At least on the ground, Lufthansa wants to be completely CO2030-neutral by 2. According to its own information, the Group has been purchasing exclusively green electricity in its home market since 2020. Lufthansa's ground service provider LEOS has recently put two fully electric tugs for aircraft into operation in Frankfurt. The two vehicles are much more powerful than previous purely electric towing vehicles. According to the manufacturer Goldhofer, the Phoenix E aircraft tractors are able to tow aircraft up to a take-off weight of 350 tons over short and long distances between parking areas, maintenance hangars and departure positions.

Jochen Remmert

Airport editor and correspondent Rhein-Main-Süd.

  • Follow I follow

The good news is that the Phoenix electric tugs are powerful enough for the new twin-engine long-haul aircraft that Lufthansa will rely on in the future, and both the Airbus A 350-9 and the Boeing 787-9, the Dreamliner, with their maximum take-off weights of 268 and 252 tonnes, are well within the range that the new electric tugs can handle. The bad news: The performance is not enough for a Boeing 747-8, which has a maximum take-off weight of 442 tonnes, nor for Lufthansa's reactivated Airbus A 380, which even weighs in at a maximum take-off weight of 560 tonnes.

Only climate-neutral electricity

With a capacity of 165 kilowatt hours and a drive power of 240 kilowatts, the electric tow tractors can move aircraft at up to 25 kilometers per hour emission-free. However, because the energy requirement of the vehicles for processing the towing orders is one day twice as high as the capacity of the accumulators, the lithium-ion battery system must then be recharged as quickly as possible in interruptions of the work. This should be possible with the help of a charging infrastructure built up for this purpose.

The batteries of the electric tugs absorb only climate-neutral electricity, as Lufthansa continues. The Group aims to achieve a neutral carbon footprint by 2050. As early as 2030, the Group aims to halve its net CO₂ emissions compared to 2019 through reduction and compensation. In air traffic itself, the Lufthansa Group is focusing primarily on accelerated fleet modernization and maximum efficiency of flight operations. In addition, the increased use of sustainable aviation fuels such as e-fuels is of crucial importance for them.

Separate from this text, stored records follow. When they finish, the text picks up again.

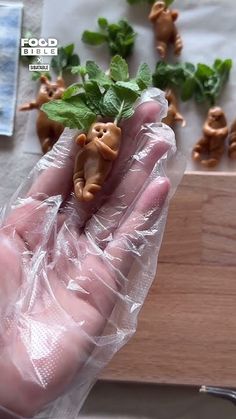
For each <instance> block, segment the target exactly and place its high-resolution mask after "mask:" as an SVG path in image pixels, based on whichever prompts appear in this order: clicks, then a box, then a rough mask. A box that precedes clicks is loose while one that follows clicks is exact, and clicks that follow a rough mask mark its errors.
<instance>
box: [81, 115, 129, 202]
mask: <svg viewBox="0 0 236 419" xmlns="http://www.w3.org/2000/svg"><path fill="white" fill-rule="evenodd" d="M75 142H76V143H77V144H78V145H80V146H81V150H80V151H79V152H78V154H77V157H76V161H75V169H74V178H73V179H74V191H75V195H76V197H77V198H78V199H79V200H81V201H91V200H92V199H93V198H94V194H95V193H96V192H98V191H100V189H101V188H102V185H103V184H104V182H105V180H106V178H107V176H108V174H109V172H110V170H111V168H112V162H113V161H114V160H115V159H116V157H117V156H118V153H119V148H120V142H121V129H120V128H119V127H118V126H117V125H116V124H114V123H112V122H108V123H102V122H96V123H94V124H93V125H92V126H91V128H90V130H89V132H88V134H87V135H85V134H80V135H79V136H78V137H76V139H75Z"/></svg>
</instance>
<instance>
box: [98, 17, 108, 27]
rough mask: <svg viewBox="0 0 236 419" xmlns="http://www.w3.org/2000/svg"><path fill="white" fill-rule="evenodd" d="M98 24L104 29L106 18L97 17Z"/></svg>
mask: <svg viewBox="0 0 236 419" xmlns="http://www.w3.org/2000/svg"><path fill="white" fill-rule="evenodd" d="M98 25H99V26H100V28H101V29H106V28H107V27H108V21H107V19H105V17H99V18H98Z"/></svg>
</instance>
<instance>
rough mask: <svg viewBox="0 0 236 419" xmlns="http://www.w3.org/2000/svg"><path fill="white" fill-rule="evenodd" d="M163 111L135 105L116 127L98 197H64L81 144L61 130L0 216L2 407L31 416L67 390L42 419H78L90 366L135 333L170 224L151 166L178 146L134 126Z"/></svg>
mask: <svg viewBox="0 0 236 419" xmlns="http://www.w3.org/2000/svg"><path fill="white" fill-rule="evenodd" d="M161 111H163V109H162V105H160V104H159V103H157V102H154V101H153V102H146V103H143V104H141V105H140V106H139V107H138V109H137V110H136V113H135V115H134V116H133V117H132V118H131V119H130V120H128V121H127V122H126V123H125V124H124V127H123V141H122V149H121V152H120V156H119V158H118V159H117V161H116V162H115V164H114V166H113V169H112V173H111V176H110V178H109V179H108V181H107V182H106V185H105V187H104V189H103V190H102V192H101V193H100V195H99V194H98V196H97V198H96V200H95V202H92V203H89V204H85V203H79V202H78V201H76V200H75V199H74V198H73V194H71V191H72V173H73V162H74V155H75V152H77V150H78V148H77V146H75V145H73V141H72V140H68V133H67V134H64V136H62V137H61V139H60V141H59V143H58V144H57V146H56V147H54V150H53V151H52V152H51V153H50V154H48V155H47V156H45V157H44V158H43V159H41V160H40V162H39V163H38V165H37V166H36V168H35V169H34V171H33V173H32V174H31V176H30V177H29V179H30V181H31V185H29V179H28V180H27V182H26V184H25V185H24V186H23V188H22V190H21V192H20V195H19V194H18V198H17V199H16V198H13V200H12V203H11V204H10V205H9V207H8V208H7V210H6V212H5V213H4V214H3V219H4V221H3V224H2V227H1V230H0V266H1V271H0V281H1V286H0V314H1V317H0V371H1V380H0V405H1V406H3V408H6V409H9V410H10V411H12V412H15V413H17V414H18V415H22V416H26V417H29V416H31V415H33V414H34V413H35V412H37V411H38V410H40V409H42V407H44V406H45V405H46V404H47V403H49V402H50V401H52V400H55V399H56V398H58V397H59V396H60V395H61V394H62V393H63V392H65V391H66V390H67V396H62V397H59V398H58V400H57V401H56V402H55V403H54V404H53V407H52V406H51V405H49V407H48V408H47V410H46V413H45V412H44V414H42V417H43V418H48V417H53V418H55V417H56V418H57V419H59V418H61V417H62V418H63V419H64V418H65V417H67V418H74V417H76V414H77V413H78V409H79V407H80V406H81V403H82V401H83V399H84V397H85V395H86V393H87V392H88V390H89V388H90V387H91V384H92V383H93V381H94V379H95V376H96V374H97V373H98V371H99V370H100V369H101V367H102V366H104V365H105V364H106V362H107V361H108V360H109V359H110V358H111V357H112V355H113V354H114V353H115V352H116V351H117V350H118V349H119V348H120V347H121V346H122V345H123V344H124V343H125V342H126V341H127V340H128V338H129V337H130V336H131V334H132V333H133V332H134V329H135V324H136V317H137V314H138V311H139V309H140V307H141V305H142V303H143V300H144V298H145V296H146V293H147V291H148V288H149V286H150V284H151V281H152V279H153V275H154V273H155V268H156V259H157V252H158V249H159V245H160V241H161V236H162V231H163V226H164V223H165V218H166V205H165V202H166V198H167V196H168V190H169V181H168V180H167V178H166V177H164V172H163V174H162V173H161V171H160V168H161V165H158V164H157V162H158V161H161V162H162V161H164V160H166V158H167V156H168V153H167V151H168V150H170V149H171V147H172V151H173V147H174V146H173V142H172V144H171V141H170V140H169V139H170V138H172V137H173V135H172V133H171V132H170V131H169V129H168V128H161V127H158V126H157V125H155V124H152V125H145V126H144V127H142V129H141V126H142V125H143V124H144V123H146V124H148V123H151V122H154V121H157V120H158V119H159V115H160V112H161ZM172 140H173V138H172ZM163 156H165V158H164V157H163ZM163 159H164V160H163ZM151 174H152V175H151ZM27 188H28V191H29V192H28V193H27V192H25V191H26V190H27ZM164 208H165V210H164ZM135 264H136V265H137V268H136V273H135ZM131 271H133V273H132V272H131ZM72 384H73V385H72ZM73 400H74V404H73ZM52 411H53V413H52ZM6 417H7V414H6V412H5V413H2V416H1V414H0V418H4V419H6ZM39 417H41V415H40V414H39V415H38V416H37V418H39Z"/></svg>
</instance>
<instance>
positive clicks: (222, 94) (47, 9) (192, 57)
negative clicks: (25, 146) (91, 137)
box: [25, 0, 236, 171]
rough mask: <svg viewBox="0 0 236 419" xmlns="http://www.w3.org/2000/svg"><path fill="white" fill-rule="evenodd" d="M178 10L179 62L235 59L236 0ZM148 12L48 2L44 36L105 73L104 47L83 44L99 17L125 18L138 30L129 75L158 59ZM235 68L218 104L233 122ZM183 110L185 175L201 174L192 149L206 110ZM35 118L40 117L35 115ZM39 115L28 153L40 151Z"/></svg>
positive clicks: (72, 1)
mask: <svg viewBox="0 0 236 419" xmlns="http://www.w3.org/2000/svg"><path fill="white" fill-rule="evenodd" d="M174 7H176V8H177V9H179V12H180V16H179V19H178V20H177V25H178V28H179V30H180V33H181V36H182V38H183V42H184V49H183V53H182V55H181V58H180V59H181V61H191V62H194V63H198V62H204V63H208V64H212V63H213V61H214V60H215V59H216V58H234V50H235V39H236V24H235V22H236V7H235V2H234V0H224V1H222V0H201V1H199V0H191V1H189V0H176V1H175V2H174ZM148 11H149V7H148V6H145V5H137V6H130V5H129V4H128V3H127V2H126V0H86V1H84V0H67V1H66V2H64V1H63V0H44V9H43V19H42V35H43V36H45V37H49V36H51V37H55V38H57V39H58V41H59V43H60V44H61V45H65V44H67V43H71V42H74V43H75V45H76V51H77V52H78V53H79V55H80V57H81V61H82V62H85V61H86V60H87V59H95V60H96V61H97V62H98V63H99V64H100V65H102V66H104V68H106V67H107V66H108V62H109V54H108V53H107V51H106V48H104V47H89V46H87V45H84V44H83V43H82V41H81V34H82V32H83V31H84V30H85V29H90V30H95V29H96V28H97V18H98V17H99V16H105V17H106V18H107V19H108V20H109V21H113V22H115V21H117V20H118V19H120V18H124V17H125V18H127V19H128V20H129V21H130V23H131V24H132V25H133V26H134V28H135V30H136V32H137V33H138V37H137V40H136V46H135V50H134V54H133V57H132V58H131V59H130V66H131V70H135V69H136V68H137V66H138V64H139V63H140V62H144V61H145V62H147V63H148V64H149V65H150V66H151V68H152V69H154V68H155V64H156V62H157V60H158V59H159V58H158V54H157V53H156V51H155V45H154V35H153V31H152V27H151V26H150V23H149V21H148V19H147V16H148ZM235 76H236V66H234V68H233V70H232V73H231V77H230V81H229V83H228V84H227V87H226V88H225V90H224V92H223V94H222V96H221V98H220V100H219V105H221V106H222V107H223V108H224V110H225V112H226V115H227V119H228V122H229V123H231V122H232V120H233V119H234V118H235V117H236V106H235V103H236V78H235ZM180 110H181V112H182V113H183V115H184V116H185V118H186V120H187V126H186V128H181V127H178V128H177V129H176V134H177V144H178V146H179V149H180V150H182V151H183V152H184V153H185V154H186V155H187V158H188V165H187V170H202V168H201V167H200V166H198V165H197V164H195V163H194V162H192V160H191V157H190V155H191V150H192V147H193V145H194V144H195V142H196V141H197V140H198V139H199V137H200V136H201V129H202V124H203V122H204V119H205V116H206V111H207V110H206V108H204V106H201V107H200V106H196V105H195V103H193V101H190V102H187V103H185V104H183V103H182V104H181V105H180ZM32 113H34V114H36V111H33V112H32ZM34 120H35V115H31V116H30V120H29V125H28V130H27V135H26V143H25V146H26V149H27V150H28V151H31V152H40V146H39V143H38V140H37V136H36V134H35V125H34ZM216 170H217V171H225V170H226V171H231V170H236V162H232V161H229V159H228V158H227V156H226V153H225V157H224V158H223V159H222V162H221V163H220V165H219V166H217V168H216Z"/></svg>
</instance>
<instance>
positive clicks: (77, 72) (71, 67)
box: [71, 65, 87, 77]
mask: <svg viewBox="0 0 236 419" xmlns="http://www.w3.org/2000/svg"><path fill="white" fill-rule="evenodd" d="M71 73H72V74H79V75H80V76H81V77H85V76H86V74H87V69H86V67H83V66H81V65H76V66H73V67H71Z"/></svg>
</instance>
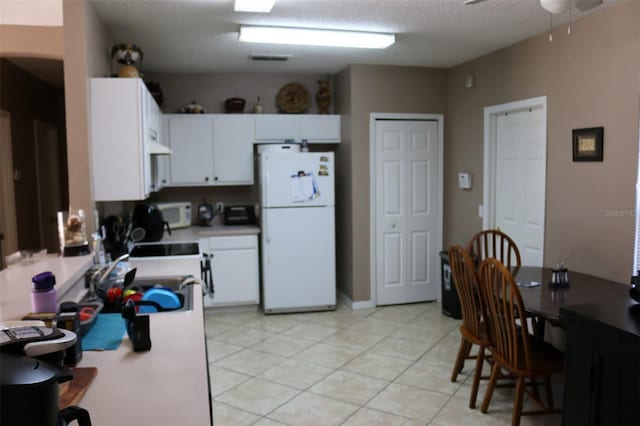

In addition to the electric tugs, the replacement of the auxiliary engines of the aircraft is considered the key to reducing the CO2 emissions of air traffic on the ground. These kerosene-powered auxiliary engines are used, for example, to cool the aircraft in the parking positions. In its climate protection program, the Frankfurt airport operator Fraport is working, among other things, to make the operation of these auxiliary engines superfluous.